4-1.世の中の人は何とも言わば言え、我が成すことは我のみぞ知る

幕末の大活躍で有名な坂本龍馬が遺した、とても有名な言葉です。他人から何を言われようと自分の信念を持ち、信念に従って行動するべきであるという、まさに坂本龍馬の人生そのものと言える言葉です。

実際に坂本龍馬は大義を成し遂げ、歴史の名を残したのですから、この考え方は成功メソッドでもあります。

4-2.仕事は人生のすべてではない。もちろん一日のすべてでもない。

有名人が遺した言葉ではなく、ワークライフバランス推進キャンペーンのキャッチコピーとして用いられた詠み人知らずの言葉です。先ほど仕事以外の仲間を持つ重要性について述べたように、仕事以外に自分の世界を持つことは孤独解消に役立ちます。仕事以外の世界で仲間を作ることもできますし、「仕事の自分」と「それ以外の自分」というように、自分の中に多様な世界や価値観を持つことは人生を豊かにしてくれます。

4-3.我々は、最初から苦しむ方向をとったから、あとは楽になった。真似をして楽をしたものは、その後に苦しむことになる。

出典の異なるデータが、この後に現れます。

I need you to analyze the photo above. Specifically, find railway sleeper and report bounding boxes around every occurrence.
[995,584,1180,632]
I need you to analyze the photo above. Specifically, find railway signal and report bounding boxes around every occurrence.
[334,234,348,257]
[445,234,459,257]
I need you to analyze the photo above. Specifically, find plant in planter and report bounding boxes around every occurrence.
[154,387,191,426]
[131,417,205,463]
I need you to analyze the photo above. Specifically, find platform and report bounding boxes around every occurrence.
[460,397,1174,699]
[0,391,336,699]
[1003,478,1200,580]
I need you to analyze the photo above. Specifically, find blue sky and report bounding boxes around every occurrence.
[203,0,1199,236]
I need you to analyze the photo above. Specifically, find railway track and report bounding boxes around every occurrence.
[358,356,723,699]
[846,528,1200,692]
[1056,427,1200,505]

孤独感ゆえに苦痛があるとしても、それは必ず報われるという言葉です。ホンダの創業者である本田宗一郎氏が遺しました。今は孤独感が苦痛であっても、それがいつまでも続くものではなく、やがてプラスになって自分に戻ってくると考えれば、今の苦痛も報われるというものです。これは逆に、人の真似をして安易に手に入れたものはその後の苦労につながるという戒めでもあります。

5.まとめ

そもそも経営者は孤独であるという前提から孤独の原因を探り、それを解消するための方法を解説してきました。最後には孤独解消の金言もご紹介しましたが、いかがでしたでしょうか。

孤独だからといって人格が否定されているわけではありません。視点や思考を少し工夫することで改善できることも多いので、ぜひ実践してみてください。